Насилу она его уняла… А всё из-за немцев! Не снюхался бы батюшка с ними — порчи бы не было. И жили бы они, матушка говорит, как должно: в тихости, покое, согласии.
Перед сном купали Алёшеньку. Как его окачивали, поливали, тётки тараторили, как сороки: «С гуся-гоголя вода, а с тебя худоба», «Вода б книзу, а сам бы ты кверху», «Вороне б тонеть, а тебе бы толстеть»… Сколько тёток, столько и приговорочек, каждая что-нибудь да прибавит. А матушка сидит — руки сложены на животе — верховодит:
— Ещё, ещё!.. Меж лопаточек, меж лопаточек!.. Плечики, плечики!..
До восьми лет так вот тётки да бабки Алёшеньку мыли, а в постельке сказки да притчи рассказывали.
— …и будет день в половине дня, и будет пир во полупире, — шамкала у него над ухом матушкина няня, бабушка Пелагея, — как возговорит царевич-сын тем своим дорогим сотрапезникам: «Ох, вы гой есте витязи именитые, да идите-ко вы к моему батюшке, да изговорите ему слово грозное, что за матушку, за родимую, буду я его, злого аспида, во пилы пилить, в топоры рубить, на воде топить, во смоле варить…»

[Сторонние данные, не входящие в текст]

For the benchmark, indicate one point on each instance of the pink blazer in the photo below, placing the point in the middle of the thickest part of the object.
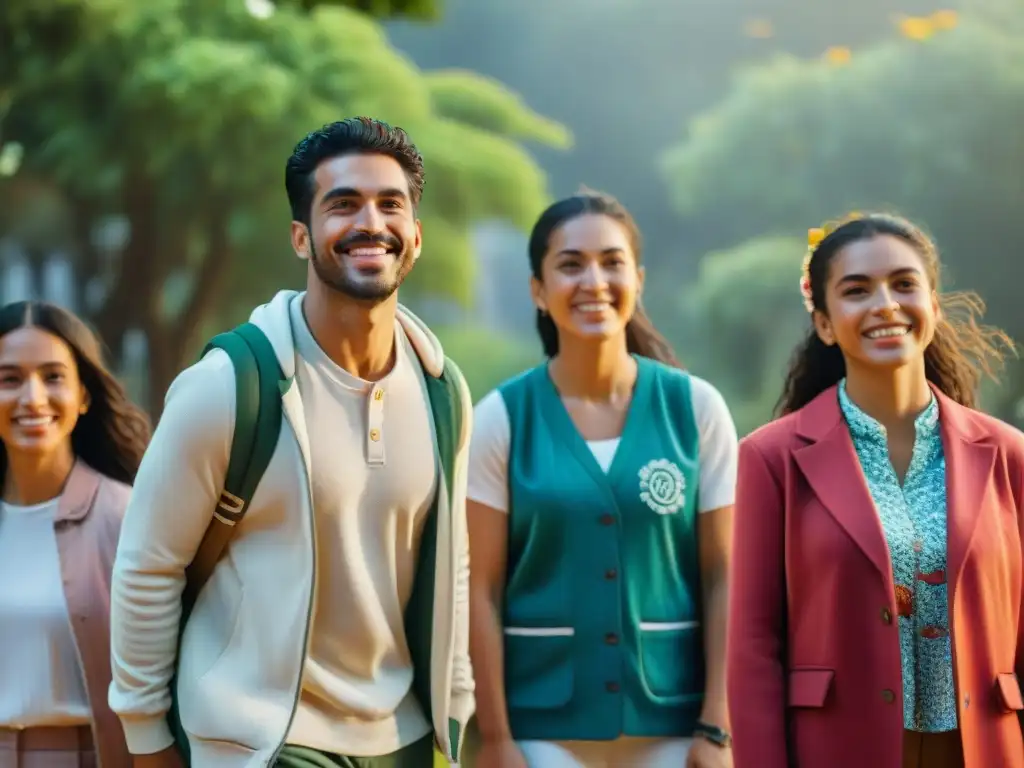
(88, 523)
(813, 658)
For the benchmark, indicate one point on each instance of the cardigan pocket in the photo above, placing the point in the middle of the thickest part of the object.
(672, 662)
(809, 686)
(539, 671)
(1009, 692)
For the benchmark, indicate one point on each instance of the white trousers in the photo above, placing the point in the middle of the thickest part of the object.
(626, 752)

В тот день, когда матушку в монастырь увозили, помнит Алёшенька, с утра она жаловалась:
— Что-то сердушко ноет! Локоть чешется!
— На новом месте спать, государыня! — одна тётка сказала.

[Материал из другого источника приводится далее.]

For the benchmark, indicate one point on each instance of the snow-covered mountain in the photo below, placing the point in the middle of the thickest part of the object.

Так и вышло по ней: к вечеру матушку и увезли. И взяла его тогда из кремлёвских чертогов к себе в Преображенское сестра батюшки, тётка Наталья. Воспитателем-дядькой приставили к нему князя Никифора Вяземского.
Каждый день, до обеда, дядя Никифор вёл с ним поучительные беседы.
— Семья нераздельна, — говорил он, поминутно зевая, заводя глаза от дремоты, — как ветви одного дерева, как лепестки одного цветка. Ноне, с лёгкой руки государя, считают, что сын может не жить в доме родного отца, только… это не по нашим обычаям, — гнул свою линию Вяземский. — У нас, у православных, сыновья, холосты ли, женаты, должны жить на отцовском дворе. Отец сохраняет над ними, и над жёнами их, и над всеми детьми полную власть и господство.
Слабоват был на язык дядя Никифор, особенно если с утра перепустит лишнюю чарочку.
— У немцев — там да-а… Там это в законе. — Тянул, смаковал, делая нарочито усталое лицо, но живо поблескивая из-под нависших бровей линюче-серыми глазками. — Что-то я хотел у тебя спросить. Алёшенька?.. Дай бог память!.. Да!.. Во время последнего бунта стрельцы с похвалой говорили, что ты немцев не любишь. Так ли сие? — и на лице его с сизым носом, багровыми пятнами на щеках, серо-лиловыми мешками под глазами отражалось живейшее любопытство.